This
week I had an important relationship broken.
I confided a lot of personal information to someone, and that person
betrayed my trust. I won’t get into who
it was (though people know him as my former health coach, whose first name can
be found in the title of “Peter Pan”, and whose last name starts with “K” Fitness), but
let’s just say that I told him things in private, and he passed them around
like a joint in a dorm room at NYU.
Needless
to say, I was devastated, but I was also at a complete loss. Having never been such a bad judge of
character, my life has been filled with amazing friends, and a husband who is
trusting, caring, and simply the best friend anyone could ask for. I simply am not used to being screwed by
someone within my immediate circle. So,
I had no defense against.
My
first reaction was to act like a teenager whose parents have forbidden her to
go to prom, so she retaliates by escaping through her bedroom window, shimming
down the drain pipe, and then running off to prom to meet up with the guy who
later that night will get her drunk and pregnant, just to show her parents
whose in charge. No, I have no plans to
get pregnant (or drunk, actually), but my initial thought was to eat an entire
cheese cake and chase it with a box or two of Girl Scout Cookies.
But
then I thought about it: for the last 4 years I’ve been losing weight and
keeping it off. I’ve learned to fix my
mood with a workout, a hug from my kids, an email to a distant friend. I know that Girl Scout Cookies are delicious
(and to whoever invented “Thin Mints”, you are an evil genius and I tip my hat
to you), but eating a box won’t fix the trust that had been destroyed.
So,
I had to come up with a new tactic. I
thought of a line my mom once said to me: “Living better is the best revenge.” Now, since my dear mother has been divorced
almost 40 years and is still a little bitter about it, I usually take her
advice with a grain of salt. This time,
though, I think about her line, and decide she’s right.
For
the last several weeks, I’ve been unable to run or workout intensely. Though I’ve stayed within my goal weight
range, I’ve been dancing dangerously close to the edge of it. So, I decide that this week is the perfect
time to take control. Someone else
betrayed my trust, so what better time than now to learn to trust myself.
First,
I worked on my food. I’ve tracked my
food for years, but I admit I’ve gotten lazy.
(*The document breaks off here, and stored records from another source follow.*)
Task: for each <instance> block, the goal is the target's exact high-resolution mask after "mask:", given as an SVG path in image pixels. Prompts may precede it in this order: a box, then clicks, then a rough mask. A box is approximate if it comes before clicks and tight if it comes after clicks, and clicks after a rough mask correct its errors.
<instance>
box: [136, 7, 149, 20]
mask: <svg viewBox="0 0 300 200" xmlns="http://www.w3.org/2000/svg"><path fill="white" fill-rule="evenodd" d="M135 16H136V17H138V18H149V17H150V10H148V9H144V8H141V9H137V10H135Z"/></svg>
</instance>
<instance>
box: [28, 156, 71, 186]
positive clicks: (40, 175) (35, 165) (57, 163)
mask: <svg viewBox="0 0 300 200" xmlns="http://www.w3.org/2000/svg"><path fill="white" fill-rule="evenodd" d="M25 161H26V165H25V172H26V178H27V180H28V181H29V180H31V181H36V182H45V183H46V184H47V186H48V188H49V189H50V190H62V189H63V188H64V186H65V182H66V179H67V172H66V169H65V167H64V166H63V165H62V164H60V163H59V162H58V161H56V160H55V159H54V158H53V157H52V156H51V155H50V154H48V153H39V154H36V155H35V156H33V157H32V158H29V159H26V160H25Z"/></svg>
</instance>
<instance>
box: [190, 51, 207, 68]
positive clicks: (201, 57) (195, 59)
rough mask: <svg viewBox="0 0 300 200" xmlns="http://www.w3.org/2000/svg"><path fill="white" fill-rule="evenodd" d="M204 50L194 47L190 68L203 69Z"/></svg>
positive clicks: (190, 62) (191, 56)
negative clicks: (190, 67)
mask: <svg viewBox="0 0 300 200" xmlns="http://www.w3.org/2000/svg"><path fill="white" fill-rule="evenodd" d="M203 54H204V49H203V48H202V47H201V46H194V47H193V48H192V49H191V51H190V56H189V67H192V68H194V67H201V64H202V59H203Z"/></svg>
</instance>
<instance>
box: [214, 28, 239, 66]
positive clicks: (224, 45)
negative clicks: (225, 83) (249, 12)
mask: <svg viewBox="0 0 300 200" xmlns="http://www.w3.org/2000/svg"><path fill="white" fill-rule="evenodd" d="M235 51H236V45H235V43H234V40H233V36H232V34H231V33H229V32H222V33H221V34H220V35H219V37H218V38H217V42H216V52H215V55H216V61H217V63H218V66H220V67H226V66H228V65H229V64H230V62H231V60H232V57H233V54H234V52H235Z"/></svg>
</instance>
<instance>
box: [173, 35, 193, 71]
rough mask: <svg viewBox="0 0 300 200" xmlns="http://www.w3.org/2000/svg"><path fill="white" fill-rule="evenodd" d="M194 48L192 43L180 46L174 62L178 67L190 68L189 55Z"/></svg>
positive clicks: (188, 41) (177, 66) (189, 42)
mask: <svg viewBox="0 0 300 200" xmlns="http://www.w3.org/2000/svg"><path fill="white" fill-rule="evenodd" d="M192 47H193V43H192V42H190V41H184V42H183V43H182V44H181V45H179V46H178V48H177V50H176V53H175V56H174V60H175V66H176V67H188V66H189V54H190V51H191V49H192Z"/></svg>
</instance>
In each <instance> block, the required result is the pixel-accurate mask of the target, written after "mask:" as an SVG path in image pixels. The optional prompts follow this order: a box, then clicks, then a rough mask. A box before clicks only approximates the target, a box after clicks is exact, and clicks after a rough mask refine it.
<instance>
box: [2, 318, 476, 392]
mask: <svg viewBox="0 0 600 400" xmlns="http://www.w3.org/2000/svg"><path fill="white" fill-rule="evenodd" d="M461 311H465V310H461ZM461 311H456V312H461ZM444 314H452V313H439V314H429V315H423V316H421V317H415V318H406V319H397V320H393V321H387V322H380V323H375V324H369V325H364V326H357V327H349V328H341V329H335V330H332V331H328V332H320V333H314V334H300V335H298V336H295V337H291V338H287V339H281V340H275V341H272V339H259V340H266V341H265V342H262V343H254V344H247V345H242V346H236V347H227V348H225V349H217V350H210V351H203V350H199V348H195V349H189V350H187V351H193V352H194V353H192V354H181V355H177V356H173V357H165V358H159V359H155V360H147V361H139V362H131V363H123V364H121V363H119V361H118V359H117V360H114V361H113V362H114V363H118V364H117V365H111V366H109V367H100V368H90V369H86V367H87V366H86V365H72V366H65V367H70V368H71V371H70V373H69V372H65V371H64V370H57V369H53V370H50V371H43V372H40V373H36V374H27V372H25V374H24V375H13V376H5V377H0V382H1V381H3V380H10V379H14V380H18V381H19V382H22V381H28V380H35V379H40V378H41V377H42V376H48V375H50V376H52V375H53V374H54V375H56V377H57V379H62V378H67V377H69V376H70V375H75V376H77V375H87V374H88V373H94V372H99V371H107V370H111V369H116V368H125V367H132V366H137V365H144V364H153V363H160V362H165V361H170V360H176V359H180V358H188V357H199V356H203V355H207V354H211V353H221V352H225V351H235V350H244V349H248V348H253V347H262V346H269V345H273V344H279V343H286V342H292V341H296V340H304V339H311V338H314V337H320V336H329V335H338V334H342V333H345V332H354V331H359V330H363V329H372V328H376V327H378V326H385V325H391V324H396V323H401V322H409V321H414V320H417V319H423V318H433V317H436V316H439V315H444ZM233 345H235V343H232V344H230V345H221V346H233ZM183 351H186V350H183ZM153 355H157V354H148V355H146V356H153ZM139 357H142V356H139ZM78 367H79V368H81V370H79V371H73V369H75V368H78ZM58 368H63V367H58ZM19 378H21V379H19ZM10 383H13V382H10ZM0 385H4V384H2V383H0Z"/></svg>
Weight Watchers uses points instead of calories, and fruit has a 0 point
value, so I don’t always write it down.
This week, though, I did. When I
was hungry for a snack, I drank a glass of water first, and sometimes it did
the trick. If it didn’t, then I knew I
was truly hungry and then chose an apple instead of a piece of chocolate.
Then
I went after my fitness. As the betrayer
was the person who taught me all about resistance bands, I first looked at them
with strong disdain. But then I realized
that was like getting stabbed and deciding that it was the fault of the knife
and not the assailant. So, I reworked my
resistance band routine to include exercises from my cardio sculpt class that I
take at the gym and absolutely love. I
also went back to that class for the first time since I hurt my foot back in
early February. And not that class was
tough, but I took it two days ago and my abs still hurt just sitting here
typing.
Friday
morning I went to my Weight Watcher meeting and stepped on the scale. The receptionist told me I was down 1.8
pounds. I smiled for so long afterwards that
my cheeks hurt.
I’ll
be honest. I learned a lot from the
person who caused my week to be so tough.
I learned how to eat well and exercise.
But he had to completely screw me over for me to realize the one thing
that he never taught me: trust myself.
This
week was ridiculously hard. My personal
story was shared without my consent, and I spent part of the week feeling like
I strutted down 5th Avenue in Manhattan completely naked (I know lots
of folks don’t mind that, but I’m a data analyst: we’re not that bold). But I learned that I can trust myself and I
know what I’m doing. Like Dickens said, “It
was the best of times, it was the worst of times.”